The three most popular uses for money taken out of pensions are:

  • Investing in property: Many people believe that property investments are a guaranteed way to make money. However, that is usually not the case. The only guarantee is a tax bill for withdrawing the money. Furthermore, income from the property and increase in value when sold are potentially taxable, and by investing in a single asset type or indeed, a single property, you are effectively putting all your eggs in one, basket.
  • Putting it into a savings account: Technically, putting money into a savings account is not a form of investing. Furthermore, when accounting for interest rates which do not meet inflation, and the tax you will have to pay just to withdraw the money from your pension in the first place, you are currently guaranteed to lose money in real terms by doing this.
  • Investing, e.g. ISAs: There are two reasons why taking money out of your pension to put it into an investments fund could be nonsensical. First, the money you hold in a pension is already invested. Al providers offer the ability to control how it is invested and managed. Second, taking money out of a pension, to invest elsewhere will most likely incur unnecessary tax on withdrawals and could see you pay tax on the returns received. That effectively means that you are moving your money to an account which offers the same control but comes with a guaranteed loss through taxation and none of the benefits of a pension fund.
  • Lack of trust: Many people choose to remove all the money from their pension as soon as the option becomes available, simply because they have inherited an unfounded lack of trust in them. Frankly, choosing to distrust a system based on outdated anecdotes of a system which has undergone major reforms and reviews, is not a good reason to make a complete withdrawal and give up the benefits a pension offers.

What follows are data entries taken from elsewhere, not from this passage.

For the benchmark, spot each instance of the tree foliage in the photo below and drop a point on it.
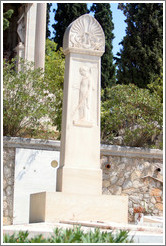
(48, 33)
(6, 16)
(23, 94)
(33, 99)
(133, 113)
(64, 15)
(139, 59)
(103, 15)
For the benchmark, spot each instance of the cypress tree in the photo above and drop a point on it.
(139, 60)
(64, 15)
(103, 15)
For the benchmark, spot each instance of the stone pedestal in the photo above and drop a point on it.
(79, 177)
(53, 207)
(79, 171)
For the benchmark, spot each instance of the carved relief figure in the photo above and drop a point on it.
(85, 91)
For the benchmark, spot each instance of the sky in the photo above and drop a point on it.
(118, 20)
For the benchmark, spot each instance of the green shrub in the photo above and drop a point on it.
(75, 235)
(23, 98)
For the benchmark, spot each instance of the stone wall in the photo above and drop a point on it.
(135, 172)
(8, 184)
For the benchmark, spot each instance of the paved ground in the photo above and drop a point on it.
(151, 233)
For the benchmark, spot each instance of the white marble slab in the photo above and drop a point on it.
(33, 173)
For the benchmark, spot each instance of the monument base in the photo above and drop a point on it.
(53, 207)
(79, 181)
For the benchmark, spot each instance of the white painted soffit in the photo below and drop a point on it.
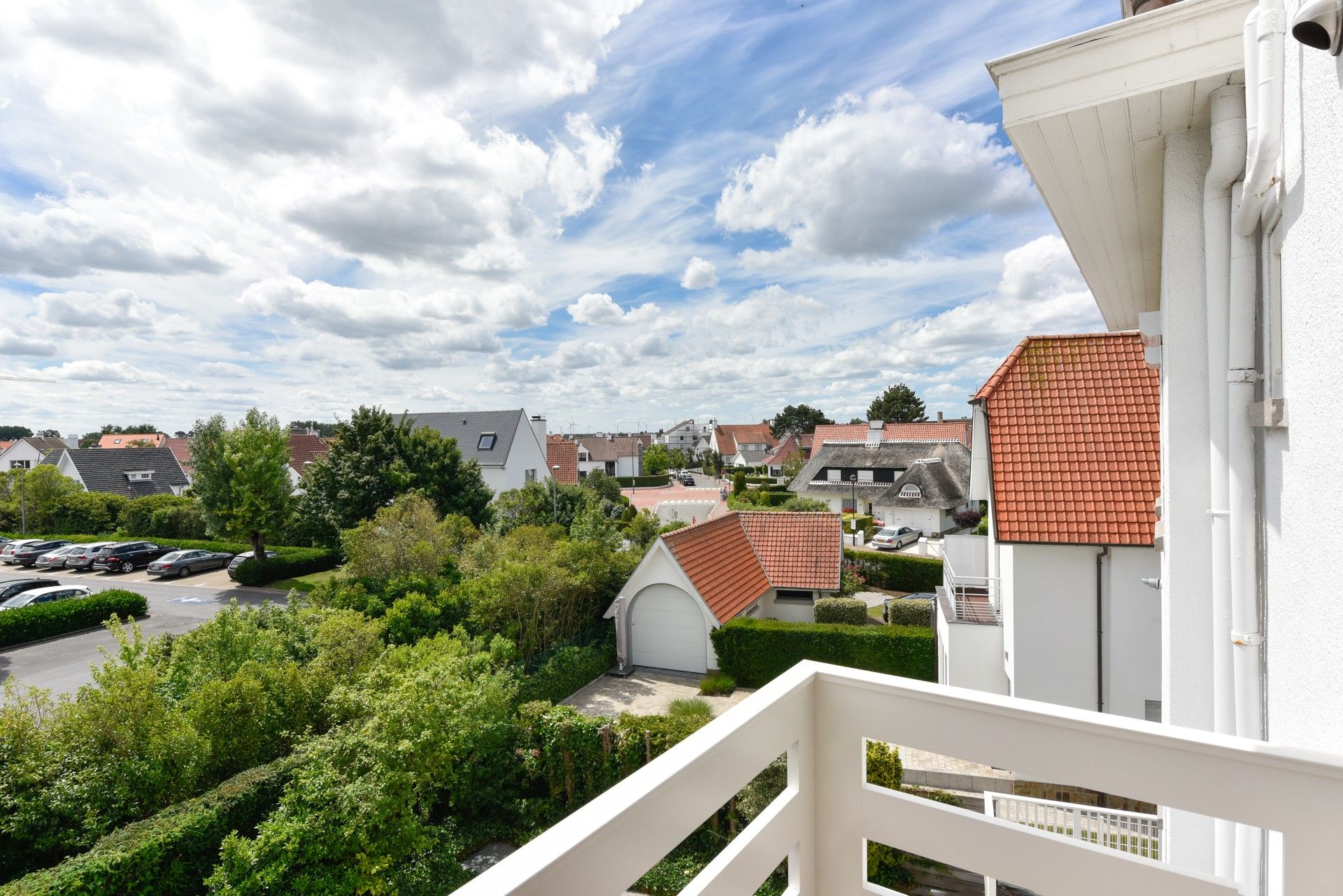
(1090, 113)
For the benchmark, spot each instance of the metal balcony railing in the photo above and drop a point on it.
(820, 716)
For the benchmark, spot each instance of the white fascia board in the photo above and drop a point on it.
(1163, 49)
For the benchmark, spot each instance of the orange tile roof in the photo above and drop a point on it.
(735, 559)
(1074, 441)
(564, 455)
(122, 439)
(931, 430)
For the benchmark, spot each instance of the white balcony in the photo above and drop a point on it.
(820, 715)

Why stay invested in a pension?

There are three key features of pension funds which make them an attractive place to keep your money; even when the option to withdraw it all becomes available:

  1. Tax-efficiency: Money you keep in pensions will grow tax efficiently. That means you can benefit from the returns on your money, without worrying about losing a portion of it to the tax man.
  2. Lower income Tax bills: Taking money out of your pension in a considered fashion, as and when needed, will help reduce potential income tax liabilities. Whereas, taking out large lumps sums could see you paying unnecessary amount of tax.
  3. Death benefits: Money kept in pensions can be passed on to your beneficiaries without incurring Inheritance Tax (IHT), although, depending on their circumstances, Income Tax may be payable. Therefore, the more you have remaining in your pension when you die, the bigger legacy you can leave behind, without worrying about your loved ones losing a chunk of it to the tax man.

Making the most of your retirement income

Planning your retirement income is not as black-and-white as deciding whether to withdraw it all, or leave it invested. Since the introduction of Pension Freedoms in 2015, there is now no limit on how much of your pension fund you can use to buy a guaranteed annual income, such as an Annuity, or how much you can transfer into a Flexi-Access Drawdown arrangement.

Of course, the answer may be a hybrid of these options, designed to suit your needs and lifestyle aspirations.